Thursday, May 14, 2009

Urban heat

I believe I was reading The Satanic Gases when I came across an interesting explanation for the rise in temperature readings used as evidence of climate change -- urban development. It's basically a variation on the urban heat island effect.

Let's say you set up a temperature guage in a pastoral, rural location. Years go by and development takes place. Asphalt gets spread, concrete is poured and buildings replace lush fields and shady trees. Given that such things tend to trap heat it would logically raise the heat by a slight amount over what it might overwise have been. As this graph illustrates even an increase in half a degree can be considered a big deal:

I thought about that when I read this interview with John Christy, a climatologist that does not accept money from the oil industry to fund his research. Christy is a proponent of the heat effect theory which is nicely summarized here:
His most controversial argument is that the surface temperature readings upon which global warming theory is built have been distorted by urbanization. Due to the solar heat captured by bricks and pavement and due to the changing wind patterns caused by large buildings, a weather station placed in a rural village in 1900 will inevitably show higher temperature readings if that village has, over time, been transformed into small city or a suburban shopping district, Christy says.
The only way to control for such surface distortions is by measuring atmospheric temperatures.

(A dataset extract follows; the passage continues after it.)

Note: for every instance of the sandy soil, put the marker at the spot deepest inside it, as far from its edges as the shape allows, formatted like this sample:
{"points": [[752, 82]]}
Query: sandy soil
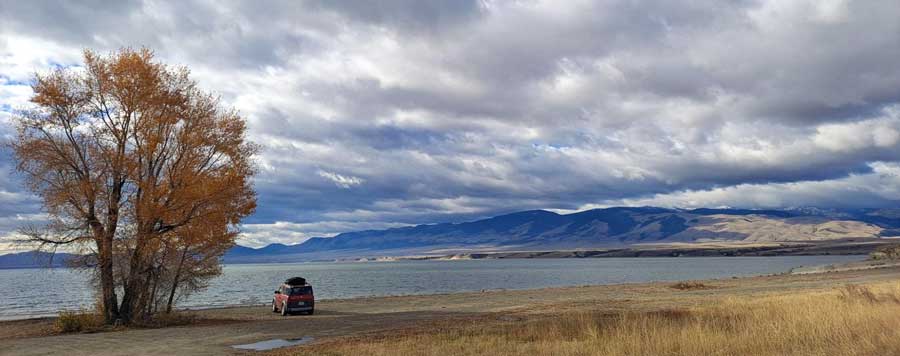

And when Christy and his co-researcher Roy Spencer, a former NASA scientist now teaching at UA-Huntsville, began analyzing temperature readings from NOAA and NASA satellites, they found much slighter increases in atmospheric temperatures than what was being recorded on the surface. Clark and Spencer also found that nearly all the increases in average surface temperatures are related to nighttime readings - which makes sense if bricks and pavement are in fact retaining heat that would otherwise be dispersed.

In testimony to the House Ways and Means Committee in February, Christy displayed a chart showing central California temperature trends for both the developed San Joaquin Valley and the largely undeveloped Sierra foothills. "The daytime temperatures of both regions show virtually no change over the past 100 years, while the nighttime temperatures indicate the developed Valley has warmed significantly while the undeveloped Sierra foothills have not," Christy told the committee.
Global warming may very well be occurring. But I remain unconvinced about the contributions of mankind to any such phenomenon, it's alleged severity or the cost-benefit of most of the proposed solutions. Indeed, as Christy says:
The problem is that the solutions being offered don't provide any detectable relief from this so-called catastrophe. Congress is now discussing an 80% reduction in U.S. greenhouse emissions by 2050. That's basically the equivalent of building 1,000 new nuclear power plants all operating by 2020. Now I'm all in favor of nuclear energy, but that would affect the global temperature by only seven-hundredths of a degree by 2050 and fifteen hundredths by 2100. We wouldn't even notice it.
When confronted with hysteria and doom mongering I believe the best policy is to discount it, be that with regard to the rantings of Al Gore about climate change or those on the right who think that Iranian possession of nuclear weapons guarantees a new holocaust.

1 comment:

Josh said...

Check out http://www.surfacestations.org/

Their goal seems to be to review every surface station in the USHCN that is used to track surface temperature.

They have found many that violate the stated rules for where to place temperature stations (some are on airport grounds near runways). Other locations show significant urban development around the stations.

The Climate Change debate is quite interesting because even the baseline claim that the globe is warming is a subjective assertion and not a fact. Personally I see evidence that the globe was warming for roughly 20 years ending a few years ago and is now cooling. However, there's serious uncertainty as to how much given the accuracy and methods used to calculate global temperatures.